As you said it, you ran your hand through his short hair with the lightness of someone assessing the situation, your fingers moving from the top to the nape of his neck with a calm that was simultaneously affectionate and strategic. Then you looked up at his face with that expression, the one you knew worked, not through manipulation but through the specific honesty of the "please" that was in it.
"Please," you added, just to be thorough.
William opened his eyes properly.
He looked at you for a second with the expression of someone who had been pulled from the edge of sleep into a conversation he hadn't expected to have at half past eleven at night. Then his gaze went to your hand in his hair, then back to your face, and you saw the exact moment he processed the request fully.
"Whyyyy," he said, with that specific drawn-out tone of someone simultaneously questioning and complaining. "You don't like me like this?"
"Babe," you said, with the patience of someone who had prepared the response, "I love you the way you are. I'll always love you the way you are." You sat up slightly, with the energy of someone arriving at the main argument. "But imagine... just imagine, the hair longer, it would match the aesthetic so much more. It makes sense."
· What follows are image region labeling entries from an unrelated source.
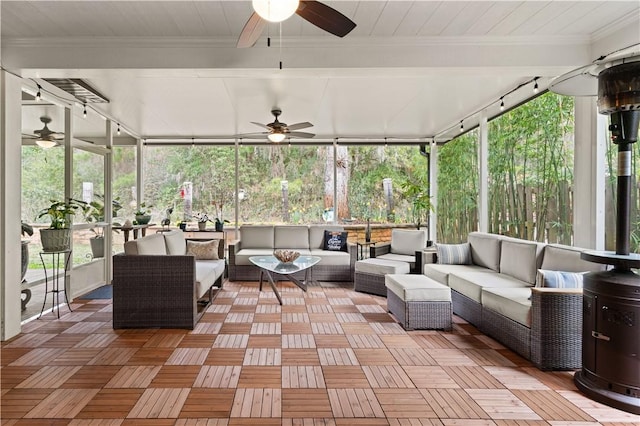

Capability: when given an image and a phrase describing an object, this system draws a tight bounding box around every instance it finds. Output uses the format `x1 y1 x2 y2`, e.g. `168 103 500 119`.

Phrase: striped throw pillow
536 269 586 288
436 243 471 265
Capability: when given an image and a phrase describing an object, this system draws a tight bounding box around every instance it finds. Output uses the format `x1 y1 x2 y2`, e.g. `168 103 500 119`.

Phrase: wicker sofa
113 231 225 329
424 232 603 370
229 225 356 281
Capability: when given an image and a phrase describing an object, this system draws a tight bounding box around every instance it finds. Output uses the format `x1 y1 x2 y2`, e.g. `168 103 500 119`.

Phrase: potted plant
134 201 153 225
37 198 88 251
20 220 33 282
215 218 229 232
193 213 218 231
402 179 432 229
85 194 122 259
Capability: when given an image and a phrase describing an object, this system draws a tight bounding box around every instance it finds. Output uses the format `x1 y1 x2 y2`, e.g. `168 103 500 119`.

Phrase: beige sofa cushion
162 231 187 255
355 257 409 275
272 226 309 250
309 225 344 250
240 225 274 249
391 229 427 256
500 240 543 285
482 287 531 327
422 263 491 285
384 274 451 302
124 234 167 255
468 232 501 272
539 244 606 272
449 271 529 303
311 249 351 266
196 260 224 298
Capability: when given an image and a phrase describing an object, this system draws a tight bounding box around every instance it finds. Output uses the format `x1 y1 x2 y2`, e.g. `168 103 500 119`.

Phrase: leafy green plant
133 201 153 216
401 178 433 229
36 198 89 229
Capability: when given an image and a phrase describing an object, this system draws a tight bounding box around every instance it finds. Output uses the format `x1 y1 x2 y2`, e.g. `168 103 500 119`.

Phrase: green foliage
37 198 89 229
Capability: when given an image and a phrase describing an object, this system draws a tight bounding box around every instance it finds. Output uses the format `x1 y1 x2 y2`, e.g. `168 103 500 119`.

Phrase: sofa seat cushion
163 231 187 255
272 225 309 250
196 260 224 298
422 263 490 285
355 257 409 275
376 253 416 263
467 232 503 272
384 274 451 302
482 287 531 328
449 272 531 303
240 225 272 251
236 248 311 266
311 249 351 266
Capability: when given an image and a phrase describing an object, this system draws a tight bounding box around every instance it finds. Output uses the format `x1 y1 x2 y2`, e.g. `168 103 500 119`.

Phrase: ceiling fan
236 0 356 48
236 108 315 143
28 116 64 149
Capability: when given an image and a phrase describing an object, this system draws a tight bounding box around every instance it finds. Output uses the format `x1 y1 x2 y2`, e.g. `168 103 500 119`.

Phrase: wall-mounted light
252 0 300 22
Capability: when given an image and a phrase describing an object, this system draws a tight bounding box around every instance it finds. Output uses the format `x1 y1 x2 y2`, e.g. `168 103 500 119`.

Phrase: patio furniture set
107 225 602 369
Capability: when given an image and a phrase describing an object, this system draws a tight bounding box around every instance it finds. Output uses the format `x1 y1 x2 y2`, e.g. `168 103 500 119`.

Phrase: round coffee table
249 256 321 305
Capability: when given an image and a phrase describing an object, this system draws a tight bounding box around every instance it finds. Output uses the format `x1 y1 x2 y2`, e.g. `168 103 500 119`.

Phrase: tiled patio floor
0 282 640 426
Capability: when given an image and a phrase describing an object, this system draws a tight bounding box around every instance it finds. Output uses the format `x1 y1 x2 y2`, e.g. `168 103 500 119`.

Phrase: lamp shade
267 133 286 143
252 0 300 22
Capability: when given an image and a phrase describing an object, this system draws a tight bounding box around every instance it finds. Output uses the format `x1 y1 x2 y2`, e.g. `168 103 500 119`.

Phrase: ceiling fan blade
250 121 271 130
287 121 313 130
233 132 269 139
236 12 267 48
286 132 315 138
298 0 356 37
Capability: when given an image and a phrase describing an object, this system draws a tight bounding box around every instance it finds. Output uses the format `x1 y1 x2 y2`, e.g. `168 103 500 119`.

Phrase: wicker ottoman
385 274 452 330
353 258 409 296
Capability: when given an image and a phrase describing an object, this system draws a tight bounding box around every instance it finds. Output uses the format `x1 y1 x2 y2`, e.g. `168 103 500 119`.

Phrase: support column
478 112 489 232
102 120 113 284
136 139 144 208
573 96 608 250
0 71 22 341
429 139 438 243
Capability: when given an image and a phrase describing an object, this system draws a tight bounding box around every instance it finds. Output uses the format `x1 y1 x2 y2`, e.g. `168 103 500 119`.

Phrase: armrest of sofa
369 242 391 257
113 255 197 328
531 287 582 370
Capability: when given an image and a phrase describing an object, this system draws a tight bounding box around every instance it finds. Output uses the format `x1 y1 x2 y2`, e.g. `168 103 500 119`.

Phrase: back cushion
540 244 606 272
240 225 273 249
468 232 500 272
309 225 344 249
274 226 309 250
500 240 541 285
391 229 427 256
162 231 187 255
135 234 167 255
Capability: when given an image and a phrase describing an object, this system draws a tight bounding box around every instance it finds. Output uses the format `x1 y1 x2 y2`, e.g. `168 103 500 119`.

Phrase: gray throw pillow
436 243 471 265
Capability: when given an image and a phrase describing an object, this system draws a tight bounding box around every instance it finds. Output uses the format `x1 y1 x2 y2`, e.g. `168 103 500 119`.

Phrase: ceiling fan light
267 133 286 143
36 139 58 149
252 0 300 22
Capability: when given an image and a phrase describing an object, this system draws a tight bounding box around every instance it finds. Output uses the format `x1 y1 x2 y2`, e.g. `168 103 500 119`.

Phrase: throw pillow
322 231 348 251
436 243 471 265
186 240 219 260
536 269 586 288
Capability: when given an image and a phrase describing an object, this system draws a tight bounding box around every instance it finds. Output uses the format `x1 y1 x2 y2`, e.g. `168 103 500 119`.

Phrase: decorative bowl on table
273 250 300 263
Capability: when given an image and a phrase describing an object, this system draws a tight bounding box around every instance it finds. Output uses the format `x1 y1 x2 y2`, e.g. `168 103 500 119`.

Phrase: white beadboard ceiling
0 0 640 143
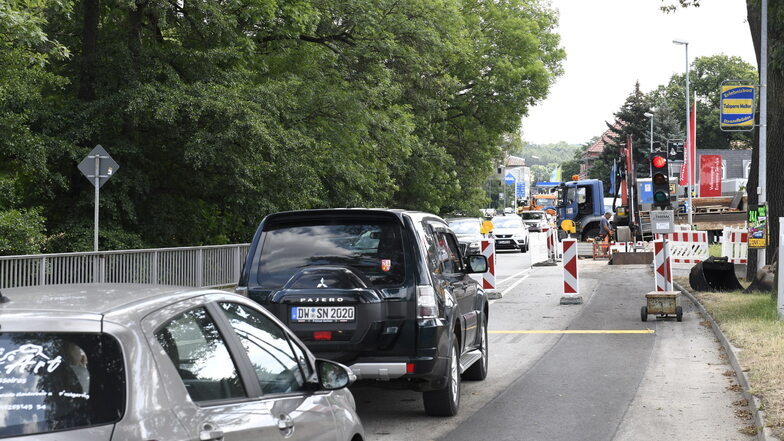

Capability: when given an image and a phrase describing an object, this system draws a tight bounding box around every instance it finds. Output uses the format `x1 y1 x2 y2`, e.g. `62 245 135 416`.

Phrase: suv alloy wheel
422 338 460 416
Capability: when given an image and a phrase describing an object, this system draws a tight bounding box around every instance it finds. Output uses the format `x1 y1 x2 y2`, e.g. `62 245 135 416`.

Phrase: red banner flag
678 93 697 188
700 155 722 197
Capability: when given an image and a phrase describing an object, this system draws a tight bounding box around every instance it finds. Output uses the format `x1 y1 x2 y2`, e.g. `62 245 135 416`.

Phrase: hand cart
640 291 683 322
"What aesthetic?" he said, and laughed as he said it, finding the whole situation funny, finding you funny, finding the word "aesthetic" being defended with that level of seriousness at half past eleven at night genuinely entertaining.
"The wedding aesthetic," you said, with the dignity of someone defending a completely valid argument. "There's visual coherence, there's a colour palette, there's..."
"A colour palette," he repeated, and the smile grew.
"Yes, a colour palette, William, that's a real thing that exists"
"You were on Pinterest again tonight."
You opened your mouth. Closed it. "That's not relevant to the discussion."
He laughed again and this time it came out as a small, genuine laugh, because he had noticed you were starting to actually get irritated, and there was in that something that disarmed you in a way you weren't going to admit while you were still trying to be taken seriously. You made the expression of someone deeply wronged and turned away with the gesture of someone ending the conversation on their own terms since clearly they weren't being listened to, rolling onto your side and moving toward the edge of the bed with a drama calibrated precisely to be noticed.
"Fine, I didn't even really want it," you said, with the voice of someone being very mature about this. "Keep the short hair. No problem. I'll just adjust the entire visual reference I've had in my head for months"
"it's nothing, it's just..."
"Hm?" he said again, closer, and you realised he had moved while you were in the middle of the argument.
His arm went to your waist with a quiet firmness that, pulling you back in with the ease of someone who had made that movement a thousand times and who knew exactly where you fit. You let it happen — with the symbolic resistance of one second, which was the minimum the situation called for — and ended up with your back against his chest and his chin near the top of your head.
"I'll think about the hair," he said, and there was in his tone something that was simultaneously a real concession and a gentle tease.
"You're just saying that."
"I'm thinking out loud." A deliberate pause. "Colour palette."
You felt him smile against your hair before leaving a kiss there — soft, slow enough to have intention, clearly there to get your attention, and it worked. Then his hand found your jaw with a lightness that turned you slightly toward him, and he kissed you properly — with that calm that was characteristically his, unhurried, as if there were nothing more important than being exactly here in this moment.
When he pulled back he stayed close, his eyes on yours, with that open expression that appeared when he wasn't managing anything and was simply present.
"I'll think about it," he repeated, lower this time, and there was in his tone something you recognised as real.
You sat with that for a second. "Okay," you said quietly, with a small smile of someone who got what they wanted without having to admit they got it.